Во многом потому, что фантастика Астуриаса -- это та самая фантастика, которая существовала еще до выделения в отдельную жанровую единицу. Это сам принцип построения текста и конструирования мирообраза. Можно сказать, что это ближе к Гоголю, чем даже к Лавкрафту или По. Пресловутый мирообраз Астуриаса очень неоднозначен и очень подвержен размыванию границ между номинальным "бытом" и мифологической реальностью. У Астуриаса это одно и то же.

В процессе:

"Поэтический мир" Андрея Монастырского. Монастырский -- концептуалист из обоймы Пригова, Рубинштейна, Кибирова и так далее. Он более известен своими перфомансами, и это издание скорее архивное. Его литературная часть как бы переферийна по отношению к основному творческому направлению. Очень хорошо видно, что чистая литература не могла выразить всего, что нужно автору. По форме -- самые обычные концептуалистские высказывания. Только довольно длинные. Минимум эстетики, максимум структуры и концепции. Но вместо элементов современной ему советской реальности, материалом для манипуляций становятся экзистенциальные и онтологические величины. Вы хотите шекспировское "быть или не быть..." растянутое на пару сотен страниц в потоке механизированной лингвистической игры? Вот и оно.
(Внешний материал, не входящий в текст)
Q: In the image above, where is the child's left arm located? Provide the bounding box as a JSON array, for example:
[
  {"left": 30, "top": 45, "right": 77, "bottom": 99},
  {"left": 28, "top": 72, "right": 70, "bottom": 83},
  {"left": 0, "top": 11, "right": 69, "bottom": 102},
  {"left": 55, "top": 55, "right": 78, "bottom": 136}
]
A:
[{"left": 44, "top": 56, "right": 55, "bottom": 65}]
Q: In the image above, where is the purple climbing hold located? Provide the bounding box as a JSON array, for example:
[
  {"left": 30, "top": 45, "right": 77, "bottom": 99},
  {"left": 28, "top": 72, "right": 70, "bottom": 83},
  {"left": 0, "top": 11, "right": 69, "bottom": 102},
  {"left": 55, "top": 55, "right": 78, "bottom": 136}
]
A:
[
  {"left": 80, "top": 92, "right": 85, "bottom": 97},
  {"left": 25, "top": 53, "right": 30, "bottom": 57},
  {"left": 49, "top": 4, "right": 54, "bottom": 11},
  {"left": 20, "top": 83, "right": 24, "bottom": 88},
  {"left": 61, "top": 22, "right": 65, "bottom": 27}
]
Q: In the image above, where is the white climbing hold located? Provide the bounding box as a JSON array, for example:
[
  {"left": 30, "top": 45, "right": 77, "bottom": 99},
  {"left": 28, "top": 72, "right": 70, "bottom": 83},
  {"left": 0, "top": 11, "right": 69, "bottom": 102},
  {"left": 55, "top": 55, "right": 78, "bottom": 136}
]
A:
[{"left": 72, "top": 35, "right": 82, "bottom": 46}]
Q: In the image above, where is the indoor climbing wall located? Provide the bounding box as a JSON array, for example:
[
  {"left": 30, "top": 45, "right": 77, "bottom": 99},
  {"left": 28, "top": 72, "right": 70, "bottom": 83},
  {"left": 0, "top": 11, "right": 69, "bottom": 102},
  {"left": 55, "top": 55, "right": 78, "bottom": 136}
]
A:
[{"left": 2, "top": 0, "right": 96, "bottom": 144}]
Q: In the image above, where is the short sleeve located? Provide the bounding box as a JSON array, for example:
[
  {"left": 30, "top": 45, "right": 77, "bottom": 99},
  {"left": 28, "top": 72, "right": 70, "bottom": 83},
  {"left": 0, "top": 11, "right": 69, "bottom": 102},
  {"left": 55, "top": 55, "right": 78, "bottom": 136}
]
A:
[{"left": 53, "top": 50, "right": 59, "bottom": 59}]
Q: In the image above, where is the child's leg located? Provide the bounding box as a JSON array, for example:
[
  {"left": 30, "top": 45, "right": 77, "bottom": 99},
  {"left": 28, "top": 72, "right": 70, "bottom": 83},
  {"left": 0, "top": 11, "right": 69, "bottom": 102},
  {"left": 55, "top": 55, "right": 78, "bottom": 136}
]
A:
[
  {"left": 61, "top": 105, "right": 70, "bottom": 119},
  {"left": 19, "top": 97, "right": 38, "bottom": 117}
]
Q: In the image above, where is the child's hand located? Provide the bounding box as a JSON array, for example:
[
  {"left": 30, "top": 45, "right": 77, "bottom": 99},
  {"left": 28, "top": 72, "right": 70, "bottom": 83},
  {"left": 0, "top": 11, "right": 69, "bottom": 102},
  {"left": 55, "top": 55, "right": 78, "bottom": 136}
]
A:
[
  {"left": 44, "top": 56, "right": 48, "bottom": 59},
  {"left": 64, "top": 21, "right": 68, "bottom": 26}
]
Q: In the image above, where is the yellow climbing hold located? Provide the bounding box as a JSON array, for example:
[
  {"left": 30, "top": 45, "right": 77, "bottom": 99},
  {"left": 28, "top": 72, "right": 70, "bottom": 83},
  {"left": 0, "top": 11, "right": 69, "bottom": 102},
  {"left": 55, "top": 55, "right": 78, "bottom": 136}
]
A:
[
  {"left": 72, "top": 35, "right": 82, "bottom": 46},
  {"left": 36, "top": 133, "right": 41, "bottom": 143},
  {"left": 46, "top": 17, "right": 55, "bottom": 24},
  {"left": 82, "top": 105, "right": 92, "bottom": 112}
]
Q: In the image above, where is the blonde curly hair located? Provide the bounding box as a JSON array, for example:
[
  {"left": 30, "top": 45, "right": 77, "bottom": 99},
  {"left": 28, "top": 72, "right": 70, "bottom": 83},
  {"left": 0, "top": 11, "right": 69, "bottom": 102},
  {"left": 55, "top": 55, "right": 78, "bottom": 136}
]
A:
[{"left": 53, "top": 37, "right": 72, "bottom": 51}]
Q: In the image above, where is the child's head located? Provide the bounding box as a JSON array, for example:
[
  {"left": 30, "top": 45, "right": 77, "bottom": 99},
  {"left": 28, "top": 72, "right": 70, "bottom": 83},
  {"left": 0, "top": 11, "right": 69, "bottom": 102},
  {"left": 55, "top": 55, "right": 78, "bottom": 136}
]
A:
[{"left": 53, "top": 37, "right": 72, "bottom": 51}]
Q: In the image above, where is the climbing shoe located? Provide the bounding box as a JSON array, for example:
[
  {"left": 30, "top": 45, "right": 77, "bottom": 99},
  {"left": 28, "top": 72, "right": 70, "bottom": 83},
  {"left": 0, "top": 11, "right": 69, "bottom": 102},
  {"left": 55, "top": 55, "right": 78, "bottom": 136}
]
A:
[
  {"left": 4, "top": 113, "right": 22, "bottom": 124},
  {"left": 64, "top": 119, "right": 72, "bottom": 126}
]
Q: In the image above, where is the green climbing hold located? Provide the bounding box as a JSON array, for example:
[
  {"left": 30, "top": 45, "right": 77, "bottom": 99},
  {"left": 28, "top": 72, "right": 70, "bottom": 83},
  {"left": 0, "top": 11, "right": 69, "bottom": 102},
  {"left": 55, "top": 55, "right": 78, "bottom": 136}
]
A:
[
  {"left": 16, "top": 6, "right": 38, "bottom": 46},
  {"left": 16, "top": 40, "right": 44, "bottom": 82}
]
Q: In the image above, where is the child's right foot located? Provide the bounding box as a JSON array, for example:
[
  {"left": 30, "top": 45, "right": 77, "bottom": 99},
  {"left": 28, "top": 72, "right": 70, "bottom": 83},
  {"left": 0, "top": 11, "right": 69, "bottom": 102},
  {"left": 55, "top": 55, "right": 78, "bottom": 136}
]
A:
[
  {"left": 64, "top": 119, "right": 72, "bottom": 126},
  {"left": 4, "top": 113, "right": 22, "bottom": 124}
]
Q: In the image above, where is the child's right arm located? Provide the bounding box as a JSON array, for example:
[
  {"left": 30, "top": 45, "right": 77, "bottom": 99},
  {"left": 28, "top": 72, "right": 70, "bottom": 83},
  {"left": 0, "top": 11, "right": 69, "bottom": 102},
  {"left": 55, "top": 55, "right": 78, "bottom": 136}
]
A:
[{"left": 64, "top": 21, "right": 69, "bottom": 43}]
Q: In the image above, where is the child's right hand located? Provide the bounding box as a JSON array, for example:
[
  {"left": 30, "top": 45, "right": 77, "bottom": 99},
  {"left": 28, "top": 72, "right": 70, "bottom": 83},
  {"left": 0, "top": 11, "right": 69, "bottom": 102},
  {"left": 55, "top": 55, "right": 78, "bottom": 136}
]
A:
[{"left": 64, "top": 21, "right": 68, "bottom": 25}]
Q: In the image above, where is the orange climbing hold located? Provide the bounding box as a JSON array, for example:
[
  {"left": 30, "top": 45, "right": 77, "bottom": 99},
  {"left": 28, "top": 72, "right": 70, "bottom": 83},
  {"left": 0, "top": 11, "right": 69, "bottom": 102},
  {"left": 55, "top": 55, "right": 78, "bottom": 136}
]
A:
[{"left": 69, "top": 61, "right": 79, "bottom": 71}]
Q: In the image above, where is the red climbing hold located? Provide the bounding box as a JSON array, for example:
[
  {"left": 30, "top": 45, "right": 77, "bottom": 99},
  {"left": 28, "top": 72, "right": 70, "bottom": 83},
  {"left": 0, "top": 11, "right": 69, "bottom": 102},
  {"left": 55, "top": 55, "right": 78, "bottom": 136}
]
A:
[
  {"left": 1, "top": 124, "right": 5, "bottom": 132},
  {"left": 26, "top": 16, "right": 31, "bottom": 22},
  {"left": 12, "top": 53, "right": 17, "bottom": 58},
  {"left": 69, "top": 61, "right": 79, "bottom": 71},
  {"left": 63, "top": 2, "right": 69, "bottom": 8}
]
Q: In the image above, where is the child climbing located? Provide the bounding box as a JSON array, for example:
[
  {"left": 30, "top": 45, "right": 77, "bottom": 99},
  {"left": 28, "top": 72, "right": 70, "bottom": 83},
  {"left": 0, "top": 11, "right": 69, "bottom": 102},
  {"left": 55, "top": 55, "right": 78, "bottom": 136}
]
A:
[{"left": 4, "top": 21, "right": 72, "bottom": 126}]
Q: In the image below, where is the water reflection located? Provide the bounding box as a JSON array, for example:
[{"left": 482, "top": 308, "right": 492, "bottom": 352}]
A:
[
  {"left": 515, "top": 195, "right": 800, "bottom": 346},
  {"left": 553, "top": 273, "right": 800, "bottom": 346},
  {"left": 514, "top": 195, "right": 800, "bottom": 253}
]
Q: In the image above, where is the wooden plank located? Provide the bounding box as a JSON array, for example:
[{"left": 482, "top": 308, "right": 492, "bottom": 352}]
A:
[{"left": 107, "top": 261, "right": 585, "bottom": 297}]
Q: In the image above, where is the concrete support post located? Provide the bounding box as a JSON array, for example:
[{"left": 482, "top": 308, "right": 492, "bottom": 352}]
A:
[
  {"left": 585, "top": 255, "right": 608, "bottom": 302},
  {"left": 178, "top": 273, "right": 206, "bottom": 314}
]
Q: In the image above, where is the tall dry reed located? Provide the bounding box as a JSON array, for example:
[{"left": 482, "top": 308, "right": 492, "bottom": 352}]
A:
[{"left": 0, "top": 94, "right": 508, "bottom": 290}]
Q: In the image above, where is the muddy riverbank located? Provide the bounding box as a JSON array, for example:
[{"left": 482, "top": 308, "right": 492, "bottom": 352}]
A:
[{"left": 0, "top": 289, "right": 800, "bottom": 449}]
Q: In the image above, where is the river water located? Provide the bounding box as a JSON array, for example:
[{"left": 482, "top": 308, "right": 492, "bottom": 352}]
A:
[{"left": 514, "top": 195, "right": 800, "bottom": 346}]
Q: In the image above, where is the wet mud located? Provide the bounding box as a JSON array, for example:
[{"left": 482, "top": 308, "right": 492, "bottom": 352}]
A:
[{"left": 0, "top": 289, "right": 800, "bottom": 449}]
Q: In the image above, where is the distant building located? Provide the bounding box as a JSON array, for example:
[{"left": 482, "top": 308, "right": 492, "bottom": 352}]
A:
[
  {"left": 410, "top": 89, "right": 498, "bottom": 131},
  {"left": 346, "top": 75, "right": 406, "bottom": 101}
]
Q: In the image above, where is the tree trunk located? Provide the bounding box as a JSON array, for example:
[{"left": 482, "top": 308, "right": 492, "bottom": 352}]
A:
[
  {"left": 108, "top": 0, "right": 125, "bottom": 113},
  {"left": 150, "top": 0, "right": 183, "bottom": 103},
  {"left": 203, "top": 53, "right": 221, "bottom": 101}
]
"Ничейного отца дети" Арно Шмидта. Немецкий модернизм на почве пережевывания исторической травмы нацизма. У нас очень скудно и редко такое издают, и занимаются этим в основном колонна и лимбах. Те Ханс Хенни Янн, Деблин, более поздний Йиргль и тд и тп.

"Ничейного отца дети" -- трилогия из небольших романов. На данный момент осилен только первый. Вкратце: содержательно это бесхитросный авторский монолог на тему хреновости нацизма, Гитлера и воспрнявшего его социума. Формально -- полудневник провинциального чиновника. Интересно то, как это оформлено. Роман состоит из коротких тематических блоков, каждый из которых выделен ключевой фразой (мыслью, ситуацией, суждением и тд). Они идут хронологически и формируют сюжет, но сюжет тут скорее на втором плане. На первом -- рефлексия лирического героя на тему быта и политики через какие-то частные сценки. Читать это как минимум интересно.